Enthralling news from our friends across the pond: according to the American Accounting Association, female chief financial officers (CFOs) are better at their jobs. Well, sort of: research by the Association has shown that lady CFOs have ‘a higher quality of accruals’. That may sound like a dubious euphemism, but it’s actually something quite important in accounting terms.
Accruals (to the uninitiated) are the way you account for sales or purchases on your books, regardless of when the actual money changes hands. So it’s a bit more open to interpretation than (for example) cashflow. As a result, it can give auditors a sense of how a business operates. If there’s an ‘abnormal’ number of accruals, says the AAA, it could be that the company is taking a rather aggressive approach to their accounts, or in a worst case scenario, that it may be engaging in dodgy accounting practices.
And the interesting result of this study was that female CFOs had ‘significantly lower amounts of abnormal accruals’ than their male counterparts – which, it says, all things being equal, ‘means higher earnings quality and more reliable accounting’. Now admittedly this conclusion rests on the definition of abnormal, and this is ultimately a bit subjective. But the AAA reckons that it ran the model four different ways, controlling for various different factors (size of company, growth rate etc). Each time, women were found to be more reliable, and the difference was always statistically significant.
Professor Abhijit Barua of Florida University, who ran the study, reckons this is no great surprise. Women, he says, are generally acknowledged to be less aggressive and more cautious when it comes to making financial decisions and issuing debt – and therefore far more inclined to follow best practice when it comes to accounting.

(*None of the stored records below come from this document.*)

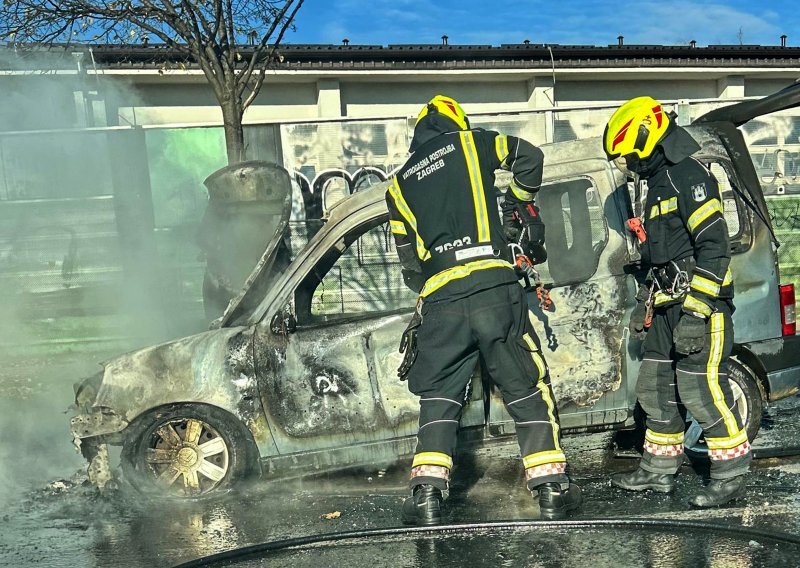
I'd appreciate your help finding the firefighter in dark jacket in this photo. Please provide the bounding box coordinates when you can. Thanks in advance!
[603,97,751,507]
[386,95,580,525]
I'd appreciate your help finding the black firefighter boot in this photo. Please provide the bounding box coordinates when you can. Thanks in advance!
[531,483,583,521]
[611,467,675,493]
[689,475,744,509]
[403,484,442,527]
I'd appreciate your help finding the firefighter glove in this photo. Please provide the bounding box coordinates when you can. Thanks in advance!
[397,304,422,381]
[673,312,706,355]
[628,302,647,339]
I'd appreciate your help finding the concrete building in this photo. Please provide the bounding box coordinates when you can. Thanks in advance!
[0,43,800,353]
[0,37,800,130]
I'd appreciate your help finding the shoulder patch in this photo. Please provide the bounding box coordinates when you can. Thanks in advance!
[692,183,708,201]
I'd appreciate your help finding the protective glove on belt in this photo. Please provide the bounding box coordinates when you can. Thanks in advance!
[397,299,422,381]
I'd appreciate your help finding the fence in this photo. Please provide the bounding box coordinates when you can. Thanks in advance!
[0,97,800,351]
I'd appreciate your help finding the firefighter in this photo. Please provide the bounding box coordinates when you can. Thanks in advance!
[603,97,751,507]
[386,95,581,525]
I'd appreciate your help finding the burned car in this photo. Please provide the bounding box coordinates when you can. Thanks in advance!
[72,86,800,497]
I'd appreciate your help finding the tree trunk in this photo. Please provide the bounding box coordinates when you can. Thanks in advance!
[220,100,245,165]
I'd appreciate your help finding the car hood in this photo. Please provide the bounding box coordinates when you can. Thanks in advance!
[91,327,257,422]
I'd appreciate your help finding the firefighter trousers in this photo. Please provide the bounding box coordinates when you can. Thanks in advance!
[636,300,751,479]
[408,282,568,489]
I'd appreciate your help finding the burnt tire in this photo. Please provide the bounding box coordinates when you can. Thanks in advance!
[121,404,258,499]
[684,358,764,457]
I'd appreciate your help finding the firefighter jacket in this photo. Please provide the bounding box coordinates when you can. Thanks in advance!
[642,153,733,318]
[386,115,544,300]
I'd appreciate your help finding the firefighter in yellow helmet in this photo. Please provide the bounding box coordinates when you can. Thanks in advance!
[603,97,751,507]
[386,95,581,525]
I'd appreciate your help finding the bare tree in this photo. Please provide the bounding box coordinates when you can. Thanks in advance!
[0,0,304,164]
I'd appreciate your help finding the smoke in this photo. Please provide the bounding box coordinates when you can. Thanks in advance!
[0,49,216,505]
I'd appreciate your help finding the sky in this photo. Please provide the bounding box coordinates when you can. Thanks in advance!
[284,0,800,46]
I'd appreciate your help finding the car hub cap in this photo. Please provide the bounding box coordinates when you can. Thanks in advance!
[145,418,228,495]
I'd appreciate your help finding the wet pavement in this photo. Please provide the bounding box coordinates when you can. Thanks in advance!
[0,356,800,568]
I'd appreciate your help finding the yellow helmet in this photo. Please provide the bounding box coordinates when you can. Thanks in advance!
[414,95,469,130]
[603,97,669,160]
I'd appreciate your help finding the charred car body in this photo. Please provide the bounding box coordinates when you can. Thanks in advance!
[72,86,800,497]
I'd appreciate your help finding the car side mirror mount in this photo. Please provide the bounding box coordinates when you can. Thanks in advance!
[269,305,297,335]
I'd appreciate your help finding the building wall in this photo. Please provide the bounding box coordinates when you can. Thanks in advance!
[0,67,797,131]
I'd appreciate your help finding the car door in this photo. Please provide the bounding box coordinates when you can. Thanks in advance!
[253,213,484,463]
[489,151,635,435]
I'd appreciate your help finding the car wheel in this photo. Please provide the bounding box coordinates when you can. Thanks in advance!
[683,358,764,457]
[122,404,255,498]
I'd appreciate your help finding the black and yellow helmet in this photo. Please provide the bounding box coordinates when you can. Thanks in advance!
[603,97,670,160]
[415,95,469,130]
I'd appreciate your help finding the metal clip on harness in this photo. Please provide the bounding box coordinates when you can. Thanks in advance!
[508,240,555,311]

However, even if that’s true, the research does highlight a very real issue. Previous research has suggested that the more gender-balanced a business is in its boardroom, the better it’s likely to fare financially. But although women make up half of accountancy graduates, fewer than 10% of the CFOs in the companies examined by the AAA for this study were female. Perhaps this rarity explains why they’re more risk-averse. But still - food for thought when you’re next recruiting to your accounts department.